Technology Pieces of the Compliance Puzzle
Dodd-Frank essentially breaks down to three primary objectives: transparency, financial risk stability analysis, and cross-market surveillance.
These goals are not just compliance issues but also logical business drivers, says Michael Atkin, managing director of the Enterprise Data Management Council, a nonprofit trade association that addresses information management issues faced by the financial services industry.
“Regulators are handing the financial institutions a business case they’ve never had before to achieve those objectives,” he says, noting that the tasks involved can be time-consuming and expensive and require a very deliberate, strategic, cross-organizational approach, rather than a short-term, tactical effort.
Compliance with Dodd-Frank objectives is, first and foremost, a governance and process challenge rather than a technology one, states McKibben, but moving forward does impact technology in three major ways:
Operational and IT officials must work together to bring order to vast stores of information, developing clear, cross-organizational data and messaging standards that identify all relevant debt and asset instruments, financial contracts and interdependent business and legal entities; describe unambiguously exactly what those inputs are; and classify all of the granular data for effective comprehension and analysis, using a common system – for example, cash flow, instrument type or concentration, liquidity or risk perspective.
Data Management as Governance
Dodd-Frank adds data as a new stabilizing pillar to the traditional tripod of people, process and technology.
Atkin says financial executives must work closely with IT to develop a control environment that incorporates well-defined, consistent, comparable data – and clear provenance over that data and data decisions. Doing so creates a path to achieve and demonstrate: fit-for-purpose quality data; insight into links, relationships and dependencies across its business; definition of what is and is not systemic risk; and conclusions about tolerable risk.

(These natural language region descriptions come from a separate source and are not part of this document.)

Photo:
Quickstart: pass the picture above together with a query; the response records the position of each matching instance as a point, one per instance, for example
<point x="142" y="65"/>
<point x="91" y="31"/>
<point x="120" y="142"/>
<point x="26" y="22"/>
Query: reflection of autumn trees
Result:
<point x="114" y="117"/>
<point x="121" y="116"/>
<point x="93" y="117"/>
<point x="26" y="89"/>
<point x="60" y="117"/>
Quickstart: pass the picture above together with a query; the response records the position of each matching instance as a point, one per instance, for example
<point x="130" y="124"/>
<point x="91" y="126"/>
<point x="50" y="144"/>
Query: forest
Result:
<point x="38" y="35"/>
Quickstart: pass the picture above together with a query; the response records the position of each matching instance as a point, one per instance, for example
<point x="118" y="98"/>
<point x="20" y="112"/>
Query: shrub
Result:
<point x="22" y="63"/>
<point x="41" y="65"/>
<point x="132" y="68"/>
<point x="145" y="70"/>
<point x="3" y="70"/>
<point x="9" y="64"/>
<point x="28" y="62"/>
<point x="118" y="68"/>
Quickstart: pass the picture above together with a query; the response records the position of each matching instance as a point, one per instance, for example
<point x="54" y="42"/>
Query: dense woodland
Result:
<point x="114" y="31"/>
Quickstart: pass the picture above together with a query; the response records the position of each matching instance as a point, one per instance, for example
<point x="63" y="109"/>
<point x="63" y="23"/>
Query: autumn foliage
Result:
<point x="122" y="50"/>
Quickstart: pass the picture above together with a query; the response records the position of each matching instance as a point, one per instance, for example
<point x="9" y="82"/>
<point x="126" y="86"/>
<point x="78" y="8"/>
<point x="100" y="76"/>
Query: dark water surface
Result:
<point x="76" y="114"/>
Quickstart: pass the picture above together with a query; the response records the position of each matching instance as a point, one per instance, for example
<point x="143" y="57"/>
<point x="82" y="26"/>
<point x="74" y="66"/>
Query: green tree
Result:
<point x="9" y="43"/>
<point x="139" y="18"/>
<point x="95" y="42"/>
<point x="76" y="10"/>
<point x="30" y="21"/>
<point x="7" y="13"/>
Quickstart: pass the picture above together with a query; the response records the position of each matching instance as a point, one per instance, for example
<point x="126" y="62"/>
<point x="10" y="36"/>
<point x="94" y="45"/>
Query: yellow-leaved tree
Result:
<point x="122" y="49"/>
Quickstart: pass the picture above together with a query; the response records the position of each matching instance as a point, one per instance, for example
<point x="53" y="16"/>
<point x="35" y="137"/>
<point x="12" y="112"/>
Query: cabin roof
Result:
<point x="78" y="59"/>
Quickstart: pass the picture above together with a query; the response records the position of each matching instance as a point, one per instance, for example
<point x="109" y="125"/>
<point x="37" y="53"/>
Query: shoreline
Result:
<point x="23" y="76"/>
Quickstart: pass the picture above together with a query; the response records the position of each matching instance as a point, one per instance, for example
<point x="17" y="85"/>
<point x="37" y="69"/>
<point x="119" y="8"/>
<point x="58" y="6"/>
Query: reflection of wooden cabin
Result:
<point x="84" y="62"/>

Enterprise Data Management
Firms will need to take existing vertical, siloed systems and enable a horizontal view across the data. Using data and framework standards and process reengineering, this step must integrate and align compliance, performance and risk analysis data to be managed within one consolidated process. It must also provide process visibility and “a single version of the truth that cuts across business lines, relationships, products, and geographies,” says McKibben.
However, he adds that developing horizontal view does not necessarily require a centralized data repository or real-time processing.
“It’s all going to be about how you relate the data components to one another to get the information you need when you need it.”
Gain from the Compliance Pain
Transitions are always painful, and Atkins says the investment in redefining and revamping standards, processes, and infrastructure to meet Dodd-Frank
At the end of the day, though, significant potential benefits exist for businesses that begin laying groundwork for Dodd-Frank compliance. Beyond improved regulatory compliance, there is increased adherence to customer requirements. Better risk management and greater operational efficiency are also probable and valuable outcomes.
Real opportunity also exists for business growth via an enhanced ability to mine for customers, upsell, link activities, find niches and better understand the return on investment of specific categories of customers and products.
“The ramifications of being able to link and integrate and automate and extend are amazing,” says Atkin. “I see it as an application of the political adage that warns against wasting a good crisis. We don’t ever want to have another financial crisis like the one that has resulted in Dodd-Frank, but since we have to do it, let’s make sure we do it properly from a logical business point of view.”